In Algorithm 3, new individuals are generated and the population is updated through CrossOver, Selection, and Variation steps. By continuous iterating, the partition configuration with higher cost is eliminated, and finally the optimal data partition configuration is obtained. Supposing the number of individual in population is N, the time complexity of the selection phase is $O(N*o(N))$, where o(N) is the time complexity for computing individual fitness, the time complexity of the crossover phase is O(N / 2) and the variation phase is O(N). So the average time complexity is $O(iterNum * N * o(N))$.

4 Replication-Based Partition Algorithms

Distributed data replication can avoid data transferring with the cost of extra storage [20]. Full redundancy is infeasible especially for big data and we should find an appropriate replication strategy to minimize the data transferring cost with respect to a specified storage space.

4.1 Mixed Cost Model

A good replication strategy can effectively reduce the data transferring of distributed joins and utilize less data redundancy meanwhile. We construct a new cost model by weighting the cost of both data transferring and data redundancy:

$$\begin{aligned} Cost_{D,C}^P(W)=\alpha \times Cost_{D}^P(W)+\beta \times Cost_{C}(W)\ ,\ \alpha +\beta =1 \end{aligned}$$

(3)

Where $Cost_{D,C}^P(W)$ is the cost considering both data transferring $Cost_{D}^P(W)$ as in Eq. 2 and data replication $Cost_{C}(W) $, with respective to workload W, partition strategy P and replication strategy C. $\alpha $ and $\beta $ are weight parameters to specify the importance of data transferring and the data storage.

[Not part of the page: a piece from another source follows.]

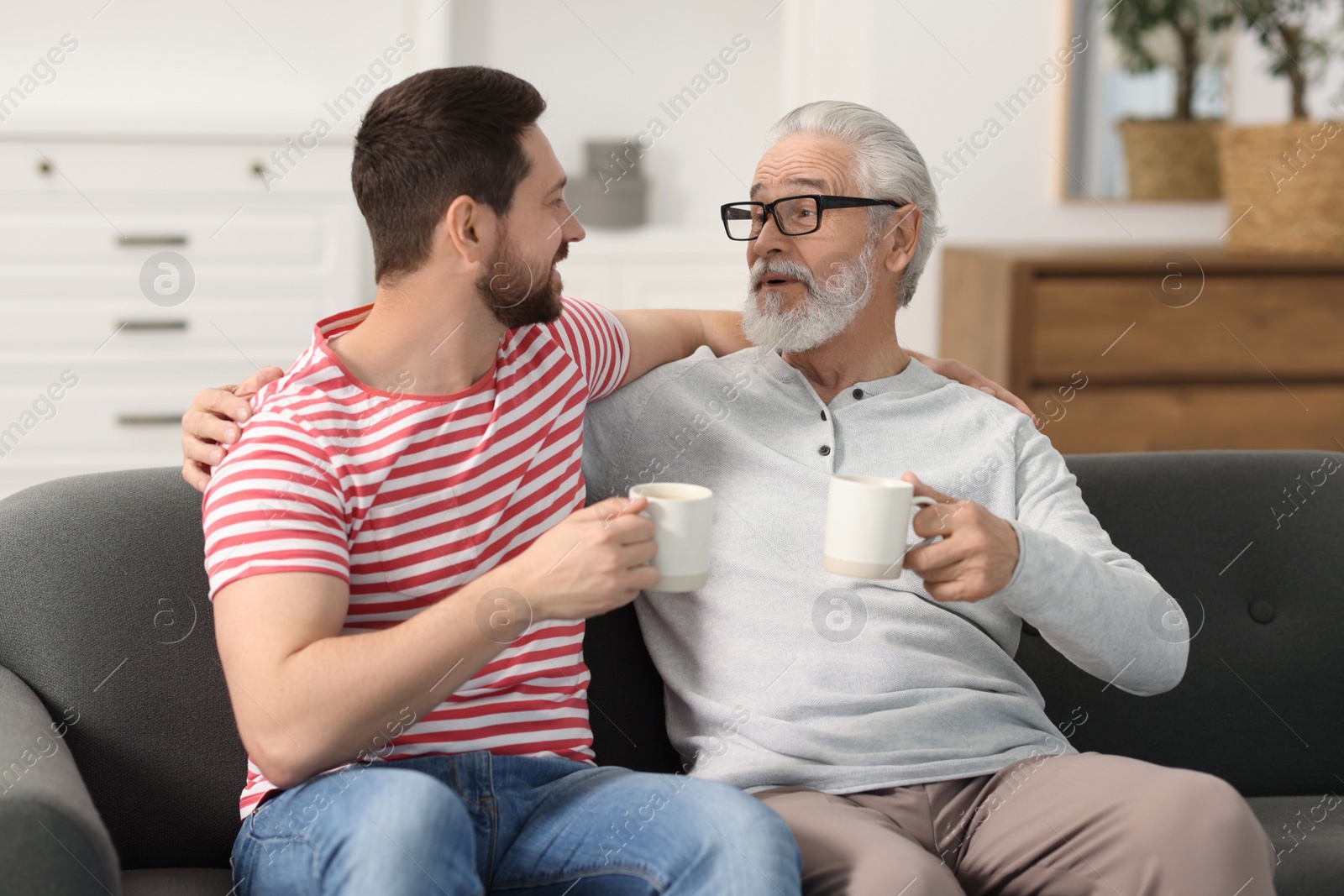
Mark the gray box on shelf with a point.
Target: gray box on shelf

4.2 Greedy Algorithm Based on Data Replication

Intuitively, data that is frequently joined remotely needs to be replicated, which can be obtained in advance by analyzing workload W and schema S. Since we may have redundant storage limitations, we evaluate data replication usefulness by Eq. 4.

$$\begin{aligned} Cost_{U}=\frac{Cost_{D}}{Cost_{C}} \end{aligned}$$

(4)

Where $Cost_{U}$ is per unit data transferring cost with respect to redundancy. The higher the value, the more useful the data.

We do some modification to GePA in Sect. 3.2 for considering data replication. Running Algorithm 2, it generates the partition configuration without replications. We then calculate unit network cost for all the data blocks involved in all the filter conditions, which are sorted in descending order. With respect to the pre-specified space for replications, we greedily select useful data for replication.

4.3 Genetic Algorithm Based on Mixed Cost Model

We improve our genetic algorithm Algorithm 3 by combining the replication strategy. We replace the fitness function by $Cost_{D,C}^P(W)$. We extend the individual chromosome to two parts which are the original partition feature and current replication feature, as shown in Fig. 6. We add all the filters in workloads to the array as the replication feature, which generates potential replication data candidates. If the value for the item in replication feature is set to 1, it means data for this filter condition is preferred for replicating. The main idea of CrossOver, Selection, and Variation is roughly similar to Algorithm 3 and will not be repeated here.

5 Evaluation

Apara is an assistant module for any database administrators with suggestions about partition configuration and replication strategy. We then run experiments in an open source database called GreenPlumDB [6]. We deploy GreenPlum (v.4.3) on an cluster which includes a master node and other 9 segment nodes. Each node contains two segments. For each table the data is partitioned according to the partition key by Hashing acquiescently and then divided among the segment nodes. Each machine has two 2.00 GHz 6-Core Intel(R) Xeon(R) E5-2620 processes, 120G RAM and 3.6 T local storage. The machine is running on CentOS 6.5.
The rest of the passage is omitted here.